We have not considered here an additional synaptic pathway to the AII cell. OFF bipolar cells synapse onto AII cells, suggesting that OFF bipolar cells can excite the AII, in addition to receiving inhibition from the AII (Strettoi et al., 1992; Chun et al., 1993; Xin and Bloomfield, 1999). Under most conditions, the AII cell depolarizes at light onset, suggesting that ON bipolar excitation dominates the light response. However, under certain conditions, the AII shows an excitatory response at light offset (Xin and Bloomfield, 1999). How does this synapse fit into our model? Some feedforward inhibition onto the OFF ganglion cell (Fig. 6 E) could possibly be explained by this synaptic pathway (cone → OFF cone bipolar → AII cell → OFF ganglion cell). However, at present, we cannot distinguish this from other types of amacrine cell that could play the same role (Kolb and Nelson, 1993).
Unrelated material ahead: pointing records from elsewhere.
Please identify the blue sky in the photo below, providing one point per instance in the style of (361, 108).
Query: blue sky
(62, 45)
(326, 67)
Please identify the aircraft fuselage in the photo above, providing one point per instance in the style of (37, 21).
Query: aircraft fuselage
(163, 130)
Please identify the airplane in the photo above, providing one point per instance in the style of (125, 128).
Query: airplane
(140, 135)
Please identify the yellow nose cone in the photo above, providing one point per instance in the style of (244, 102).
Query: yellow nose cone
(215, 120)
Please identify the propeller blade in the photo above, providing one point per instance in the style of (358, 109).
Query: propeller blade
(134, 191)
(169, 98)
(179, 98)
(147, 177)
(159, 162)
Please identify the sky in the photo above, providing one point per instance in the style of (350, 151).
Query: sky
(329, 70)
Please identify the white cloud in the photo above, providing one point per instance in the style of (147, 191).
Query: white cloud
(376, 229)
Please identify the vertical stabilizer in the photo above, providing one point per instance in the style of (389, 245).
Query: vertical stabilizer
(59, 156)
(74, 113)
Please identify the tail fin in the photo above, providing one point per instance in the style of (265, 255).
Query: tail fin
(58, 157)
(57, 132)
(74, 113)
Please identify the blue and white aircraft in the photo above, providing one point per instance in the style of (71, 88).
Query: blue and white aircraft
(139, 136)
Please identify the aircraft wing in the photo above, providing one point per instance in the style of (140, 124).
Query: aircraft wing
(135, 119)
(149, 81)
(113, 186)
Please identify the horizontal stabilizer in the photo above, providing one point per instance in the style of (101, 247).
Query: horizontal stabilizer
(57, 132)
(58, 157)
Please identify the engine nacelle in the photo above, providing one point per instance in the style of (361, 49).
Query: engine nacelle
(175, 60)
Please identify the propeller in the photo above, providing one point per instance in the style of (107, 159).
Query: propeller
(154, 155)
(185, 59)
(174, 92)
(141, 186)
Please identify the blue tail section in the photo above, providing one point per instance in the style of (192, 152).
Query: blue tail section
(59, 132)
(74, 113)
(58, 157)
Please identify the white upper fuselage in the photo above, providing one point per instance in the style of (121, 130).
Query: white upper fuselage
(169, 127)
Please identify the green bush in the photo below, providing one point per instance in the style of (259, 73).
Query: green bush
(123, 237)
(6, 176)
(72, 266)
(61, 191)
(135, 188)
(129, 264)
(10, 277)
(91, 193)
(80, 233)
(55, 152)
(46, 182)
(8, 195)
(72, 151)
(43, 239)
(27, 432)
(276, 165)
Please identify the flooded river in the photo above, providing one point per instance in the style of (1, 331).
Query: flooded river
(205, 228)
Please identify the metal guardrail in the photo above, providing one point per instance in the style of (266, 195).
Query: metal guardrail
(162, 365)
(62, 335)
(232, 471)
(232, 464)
Impact of the disinhibition pathway for OFF ganglion cells in situ

For OFF cells at the lowest contrast level tested (2.5%), the negative conductance associated with disinhibition was approximately twice the magnitude of the positive conductance associated with excitation (Fig. 5). Here, we set E _Cl to be −67 mV, but in situ we expect it to be more negative, approximately −80 mV (Murphy and Rieke, 2006); we expect E _cation to be ∼0 mV. Furthermore, OFF ganglion cells rest between −60 and −65 mV (Zaghloul et al., 2003; Manookin and Demb, 2006). Thus, the driving force on excitation is three to four times larger than the driving force on inhibition. Taking into account the conductances and driving forces, disinhibition should generate approximately two-thirds of the inward current compared with excitation for threshold responses at V _rest (Fig. 10). As the cell depolarizes from rest, the impact of disinhibition would increase. This analysis probably underestimates the complete drive from the AII circuit, which could also contribute by disinhibiting the OFF bipolar terminal to drive the excitatory conductance of the ganglion cell (Molnar and Werblin, 2007). Thus, under daylight conditions, the AII circuit contributes substantially to low-contrast responses through disinhibition of the OFF pathway.

Figure 10.

Disinhibition contributes substantially to low-contrast responses in OFF ganglion cells. Red line shows the total conductance measured from 38 OFF cells at the lowest contrast tested (2.5%), which is near the threshold for responding. E _Cl was shifted to −80 mV, the expected reversal potential for inhibition in situ (see Discussion). The underlying excitatory and inhibitory conductances are shown in green and blue, respectively. The expected resting potential for OFF cells in situ is between −60 and −65 mV (gray strip). Within this range, disinhibition provides approximately two-thirds the current as excitation.